Rohingya, Mencari Tempat Berlindung

Oleh: Eva Nila Sari - Pegawai Komnas HAM

Jumat, 08 Maret 2024 – 16:27 WIB
Arsip foto - Imigran Rohingya ditampung di tenda darurat di Pantai Kuala Parek, Sungai Raya, Kabupaten Aceh Timur. Foto: ANTARA/HO-Pemkab Aceh Timur

jpnn.com - Pengungsian warga Rohingya tak terelakkan. Mengalami persekusi dan kekerasan selama puluhan tahun, bahkan tidak diberikan status kewarganegaraan (stateless), membuat mereka tidak lagi menemukan tempat berlindung di negeri sendiri.

United Nations High Commissioner for Refugees (UNHCR) dan International Organization for Migration (IOM) mencatat 1,5 juta Rohingya telah mengungsi sejak 1970.

BACA JUGA: Polisi Gerebek Tempat Penampungan Pengungsi Rohingya di Pekanbaru, Tiga Agen Ditangkap

Angka itu terus meningkat secara signifikan pasca-konflik yang meledak pada 2017.

Sekitar 850.000 warga Rohingya menjadi pengungsi di negara mereka sendiri (Myanmar).

BACA JUGA: Menlu Retno: Demokrasi di Myanmar Kunci Penyelesaian Isu Rohingya

Selain itu, antara 900.000 sampai satu juta warga Rohingya mengungsi ke Bangladesh, sedangkan 153.000 orang lainnya mendarat di Malaysia.

Ada pula 50.000 warga Rohingnya yang melarikan diri ke India. Di Thailand pun terdapat sekitar 5.000 pengungsi Rohingya.

BACA JUGA: Perahu Mengangkut 20 Warga Rohingnya Terdampar di Aceh Timur

Kurang lebih 5.000 warga Rohingnya menjadi pengungsi di Australia, sedangkan yang melarikan diri ke Indonesia sekitar 1.000 orang.

Faktor geografis membuat Bangladesh menjadi tujuan paling rasional bagi warga Rohingnya.

Di Cox’s Bazar, pusat pengungsian di Bangladesh, telah dibangun 33 kamp pengungsi yang menampung lebih dari 900.000 orang.

Cox’s Bazar jauh dari kata layak.
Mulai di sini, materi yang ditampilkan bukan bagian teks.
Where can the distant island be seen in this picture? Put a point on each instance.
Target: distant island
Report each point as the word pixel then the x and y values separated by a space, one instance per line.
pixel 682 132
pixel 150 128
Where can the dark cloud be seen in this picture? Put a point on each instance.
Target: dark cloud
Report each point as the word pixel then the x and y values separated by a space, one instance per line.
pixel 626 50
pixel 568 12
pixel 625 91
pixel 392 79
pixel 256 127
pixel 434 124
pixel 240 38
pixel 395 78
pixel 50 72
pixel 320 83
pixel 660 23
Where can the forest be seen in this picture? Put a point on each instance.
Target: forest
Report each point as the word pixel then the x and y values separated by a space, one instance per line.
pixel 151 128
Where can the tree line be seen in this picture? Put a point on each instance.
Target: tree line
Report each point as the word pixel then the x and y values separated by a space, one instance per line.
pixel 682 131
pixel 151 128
Sanitasinya buruk. Air yang dipakai untuk kebutuhan sehari-hari pun terkontaminasi bakteri.

Tak sedikit pengungsi yang terjangkit diare dan mengalami keracunan. Pada 2017, sepuluh  pengungsi tercatat tewas akibat difteri.

Sekitar 200.000 pengungsi di Cox’s Bazar menempati rumah yang rawan hancur apabila cuaca berubah buruk.
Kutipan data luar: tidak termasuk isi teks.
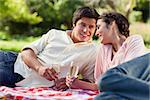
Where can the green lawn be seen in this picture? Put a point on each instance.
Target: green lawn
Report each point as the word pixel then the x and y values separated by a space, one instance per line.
pixel 16 42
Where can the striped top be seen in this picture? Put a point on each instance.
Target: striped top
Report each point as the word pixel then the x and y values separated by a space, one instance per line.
pixel 132 47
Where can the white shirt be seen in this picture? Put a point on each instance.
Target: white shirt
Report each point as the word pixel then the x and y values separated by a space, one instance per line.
pixel 56 47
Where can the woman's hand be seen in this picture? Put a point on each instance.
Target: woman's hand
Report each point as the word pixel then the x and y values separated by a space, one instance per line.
pixel 60 84
pixel 47 72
Lokasi itu tergolong sangat padat. Pemerintah Bangladesh sendiri mengaku kewalahan dengan arus pengungsian Rohingya yang begitu intensif.

Memang Bangladesh dan penguasa Myanmar brsepakat untuk melakukan repatriasi atau pengembalian pengungsi Rohingya secara bertahap.
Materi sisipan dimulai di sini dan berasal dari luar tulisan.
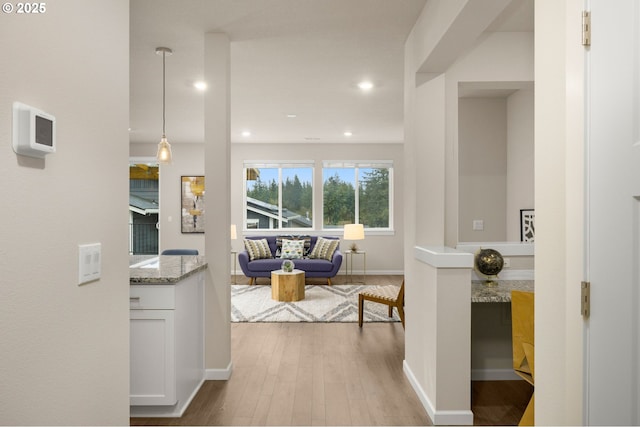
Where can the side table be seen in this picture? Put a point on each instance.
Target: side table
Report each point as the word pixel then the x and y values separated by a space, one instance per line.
pixel 286 286
pixel 349 267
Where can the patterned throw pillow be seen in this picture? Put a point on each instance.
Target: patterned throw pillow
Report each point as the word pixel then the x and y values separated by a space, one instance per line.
pixel 324 248
pixel 292 249
pixel 257 249
pixel 307 244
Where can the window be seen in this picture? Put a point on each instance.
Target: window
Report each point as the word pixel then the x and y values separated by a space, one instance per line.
pixel 278 195
pixel 281 195
pixel 357 192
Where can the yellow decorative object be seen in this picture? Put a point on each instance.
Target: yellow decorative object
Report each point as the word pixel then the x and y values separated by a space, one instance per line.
pixel 522 334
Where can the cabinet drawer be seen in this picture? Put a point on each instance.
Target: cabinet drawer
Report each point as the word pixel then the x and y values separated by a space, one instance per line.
pixel 152 297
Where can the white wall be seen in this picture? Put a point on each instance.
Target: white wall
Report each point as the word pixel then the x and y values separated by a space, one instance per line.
pixel 65 348
pixel 496 161
pixel 482 151
pixel 437 59
pixel 384 249
pixel 496 57
pixel 520 159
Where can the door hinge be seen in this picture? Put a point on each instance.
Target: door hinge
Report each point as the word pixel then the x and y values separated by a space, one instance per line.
pixel 585 299
pixel 586 28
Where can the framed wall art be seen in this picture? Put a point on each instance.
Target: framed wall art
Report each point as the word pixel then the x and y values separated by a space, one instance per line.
pixel 527 225
pixel 192 200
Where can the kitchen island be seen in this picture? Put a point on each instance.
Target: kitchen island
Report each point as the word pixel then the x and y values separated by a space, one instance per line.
pixel 166 333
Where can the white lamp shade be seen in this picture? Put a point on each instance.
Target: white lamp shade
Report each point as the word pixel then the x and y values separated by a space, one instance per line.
pixel 353 232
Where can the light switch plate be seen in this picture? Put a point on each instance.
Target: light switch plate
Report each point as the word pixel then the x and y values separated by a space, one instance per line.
pixel 89 262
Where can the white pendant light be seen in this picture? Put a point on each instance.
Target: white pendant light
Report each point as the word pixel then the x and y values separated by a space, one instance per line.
pixel 164 148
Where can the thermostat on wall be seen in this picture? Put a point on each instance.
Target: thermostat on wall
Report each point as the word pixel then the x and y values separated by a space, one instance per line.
pixel 34 131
Namun, masih ada persoalan lain karena mereka mengalami trauma dan ketakutan bakal dipersekusi lagi apabila kembali ke negaranya.

Pada titik itulah banyak warga Rohingya mencari lokasi pengungsian di negara-negara Asia Tenggara, termasuk Indonesia.

Upaya itu bukannya tanpa risiko, karena mereka harus bertaruh menjadi korban human trafficking atau tenggelam di laut lepas, bahkan menghadapi potensi penolakan dan pengusiran.

Entah mengapa opini yang berkembang terkesan mengabaikan pangkal persoalan, yaitu tidak dihentikannya aksi pembersihan etnis terhadap warga Rakhine.

Walhasil gelombang pengungsi Rohingya terus mengalir, terutama ke Bangladesh, India, Thailand, Malaysia, dan Indonesia.

Rumor yang Diyakini sebagai Kebenaran

Kaki tangan Inggris. Begitulah persepsi tentang etnis Rohingya yang berkembang di kalangan warga Buddha Myanmar.

Persepsi telah dijadikan alasan pembenar untuk melakukan kekerasan terhadap etnis Rohingnya hingga hari ini.

Penguasaan Inggris di Myanmar dimulai pada 1823 yang ditandai dengan pembukaan lahan teh secara besar-besaran.

Dalam rangka itu, Inggris mendatangkan tenaga kerja dari India dan Bangladesh. Warga Buddha di Myanmar menganggap orang Islam yang dibawa penguasa Inggris telah merebut banyak hal di tanah Myanmar.

Nasionalisme berdasar solidaritas sesama penganut Buddha kian tumbuh dan menggelora menjadi api perlawanan yang membebaskan mereka dari cengkeraman kolonialisme Inggris.

Bersamaan dengan itu, solidaritas tersebut justru menekan kelompok Rohingya yang diposisikan antagonis dan menjadi bagian dari kolonialisme Inggris.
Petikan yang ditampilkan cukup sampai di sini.